Speaker
Description
High Performance Computing resources are increasingly prominent in the plans of funding agencies, and the tendency of these resources is now to rely primarily on accelerators such as GPUs for the majority of their FLOPS. As a result, High Energy Physics experiments must make maximum use of these accelerators in our pipelines to ensure efficient use of the resources available to us.
The ATLAS and LHCb experiments share a common data processing architecture called Gaudi. In Gaudi, data processing workloads are ultimately split into units called Algorithms, and Gaudi uses a smart scheduler (the Avalanche scheduler) to schedule these Algorithms on a fixed pool of CPU threads managed by Intel’s TBB.
This is an architecture that efficiently fills the available CPU capacity provided the algorithms are primarily CPU-limited. However when the algorithms offload a large portion of their computational work to GPUs they can be left blocking a CPU thread, wasting precious core-time.
Here we present a prototype of an addition to this scheduler, which places such GPU-accelerated algorithms on a separate pool of dedicated threads. By making use of lightweight Boost Fibers, and the ability to suspend these fibers without suspending the underlying OS thread, we can run the GPU workload asynchronously, without blocking the thread.

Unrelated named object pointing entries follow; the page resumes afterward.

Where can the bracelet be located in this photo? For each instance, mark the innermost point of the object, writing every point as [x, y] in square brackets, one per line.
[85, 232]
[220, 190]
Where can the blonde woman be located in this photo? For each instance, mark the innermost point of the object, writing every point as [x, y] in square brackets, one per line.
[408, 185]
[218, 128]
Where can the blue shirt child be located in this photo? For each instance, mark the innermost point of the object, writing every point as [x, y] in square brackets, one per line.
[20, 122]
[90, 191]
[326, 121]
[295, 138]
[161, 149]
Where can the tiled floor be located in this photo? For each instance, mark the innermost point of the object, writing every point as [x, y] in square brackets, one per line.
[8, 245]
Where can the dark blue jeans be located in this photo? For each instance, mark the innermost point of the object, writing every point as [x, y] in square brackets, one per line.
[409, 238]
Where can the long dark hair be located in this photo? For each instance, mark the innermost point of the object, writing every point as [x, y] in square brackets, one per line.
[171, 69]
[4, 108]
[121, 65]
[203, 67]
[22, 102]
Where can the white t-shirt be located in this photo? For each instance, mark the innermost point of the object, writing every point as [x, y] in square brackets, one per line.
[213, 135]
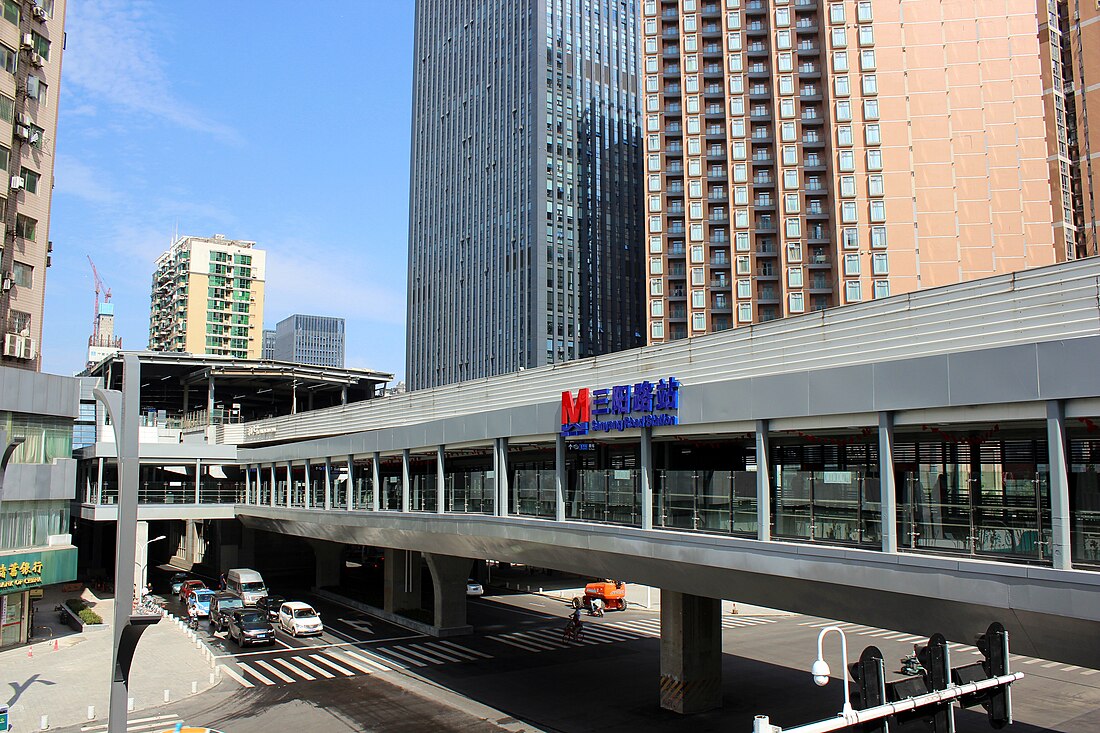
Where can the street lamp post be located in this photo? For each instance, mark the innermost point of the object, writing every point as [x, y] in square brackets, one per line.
[123, 408]
[821, 670]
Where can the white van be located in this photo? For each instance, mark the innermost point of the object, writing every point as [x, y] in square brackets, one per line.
[246, 583]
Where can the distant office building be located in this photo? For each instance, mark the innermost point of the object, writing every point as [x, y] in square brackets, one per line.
[208, 297]
[526, 230]
[267, 350]
[317, 340]
[811, 154]
[32, 35]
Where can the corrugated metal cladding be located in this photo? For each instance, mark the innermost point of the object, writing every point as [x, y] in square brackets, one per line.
[526, 220]
[1044, 304]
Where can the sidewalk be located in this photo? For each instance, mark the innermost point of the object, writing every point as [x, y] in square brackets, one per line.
[565, 587]
[61, 682]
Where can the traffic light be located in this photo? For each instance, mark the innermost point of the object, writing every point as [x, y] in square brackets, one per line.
[870, 676]
[997, 701]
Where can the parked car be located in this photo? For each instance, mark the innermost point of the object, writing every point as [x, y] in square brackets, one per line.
[271, 604]
[177, 580]
[250, 626]
[187, 587]
[298, 619]
[200, 599]
[222, 604]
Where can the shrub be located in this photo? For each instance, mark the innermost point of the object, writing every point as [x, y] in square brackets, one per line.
[89, 616]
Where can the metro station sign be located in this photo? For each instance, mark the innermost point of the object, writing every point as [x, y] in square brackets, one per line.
[620, 407]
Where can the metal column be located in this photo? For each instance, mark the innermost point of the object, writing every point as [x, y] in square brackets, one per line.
[763, 483]
[1060, 539]
[888, 495]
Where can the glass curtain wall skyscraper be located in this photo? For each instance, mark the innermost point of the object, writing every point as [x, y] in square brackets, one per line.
[526, 223]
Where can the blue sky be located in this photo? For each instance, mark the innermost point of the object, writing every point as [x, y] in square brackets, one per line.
[279, 122]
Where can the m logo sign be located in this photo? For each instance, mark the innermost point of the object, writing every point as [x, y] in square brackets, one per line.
[575, 414]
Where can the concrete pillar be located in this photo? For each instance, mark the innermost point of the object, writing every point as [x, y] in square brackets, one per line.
[691, 653]
[449, 577]
[328, 557]
[141, 557]
[328, 484]
[559, 478]
[1060, 539]
[405, 480]
[763, 483]
[647, 478]
[440, 480]
[888, 494]
[402, 580]
[375, 481]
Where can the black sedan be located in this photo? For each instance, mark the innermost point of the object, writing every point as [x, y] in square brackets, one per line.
[271, 604]
[250, 626]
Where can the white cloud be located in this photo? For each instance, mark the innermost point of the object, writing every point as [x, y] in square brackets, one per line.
[110, 57]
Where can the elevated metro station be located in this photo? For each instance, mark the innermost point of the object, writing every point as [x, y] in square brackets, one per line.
[926, 462]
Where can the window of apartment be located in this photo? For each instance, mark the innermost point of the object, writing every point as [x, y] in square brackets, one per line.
[794, 276]
[25, 227]
[30, 179]
[847, 161]
[880, 265]
[8, 58]
[23, 274]
[849, 238]
[879, 238]
[878, 210]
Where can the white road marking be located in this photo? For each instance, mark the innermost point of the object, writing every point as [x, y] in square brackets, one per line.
[252, 671]
[296, 670]
[229, 670]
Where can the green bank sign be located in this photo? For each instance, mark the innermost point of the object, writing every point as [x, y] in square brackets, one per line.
[20, 571]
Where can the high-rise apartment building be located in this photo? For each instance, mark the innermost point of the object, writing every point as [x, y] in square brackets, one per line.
[317, 340]
[802, 154]
[208, 297]
[526, 226]
[1069, 43]
[31, 43]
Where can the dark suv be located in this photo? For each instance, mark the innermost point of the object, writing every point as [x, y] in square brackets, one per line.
[250, 626]
[222, 604]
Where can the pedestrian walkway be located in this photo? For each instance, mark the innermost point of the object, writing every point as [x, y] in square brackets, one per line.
[888, 635]
[308, 664]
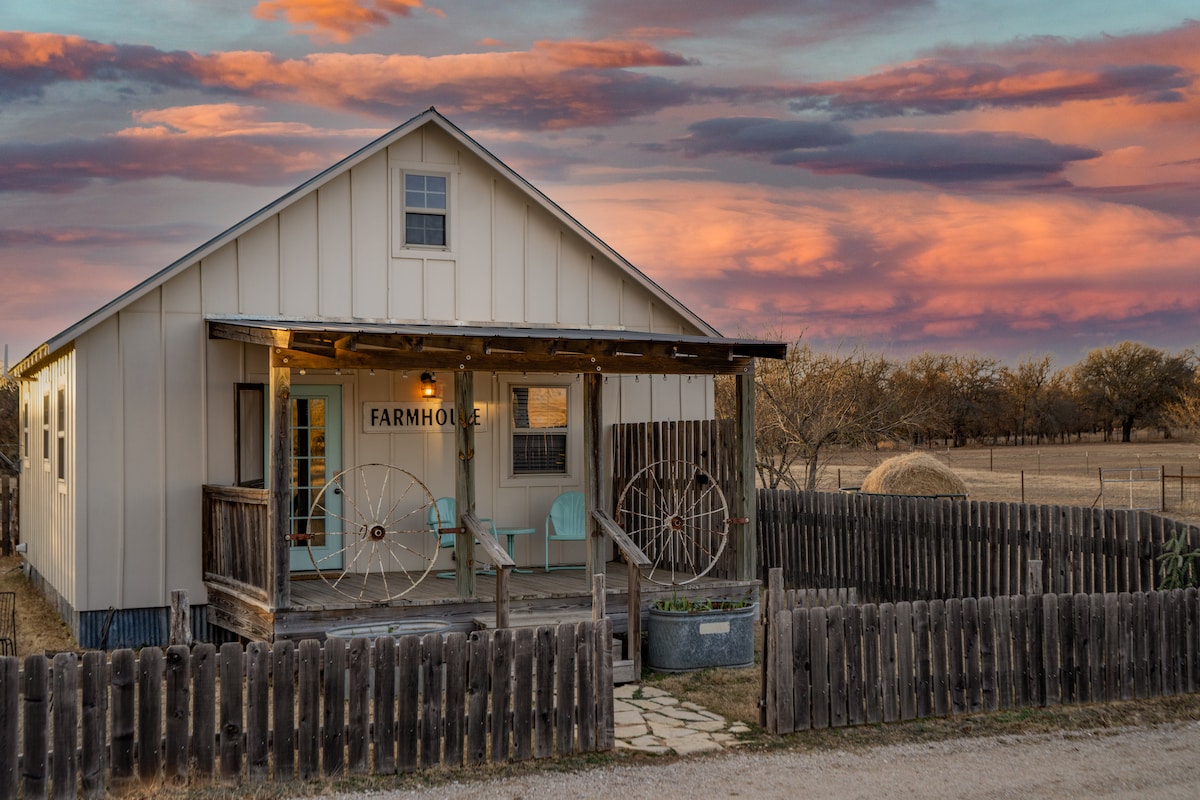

This allows more efficient use of the CPU resources, and where the work offloaded by a single Algorithm doesn’t fill the GPU resources available can also improve GPU-efficiency by making use of separate CUDA streams.
Significance
This work presents an addition to the Gaudi Avalanche scheduler which enables it to deal with GPU-accelerated algorithms in a CPU efficient manner.
Experiment context, if any | ATLAS, LHCb |
---|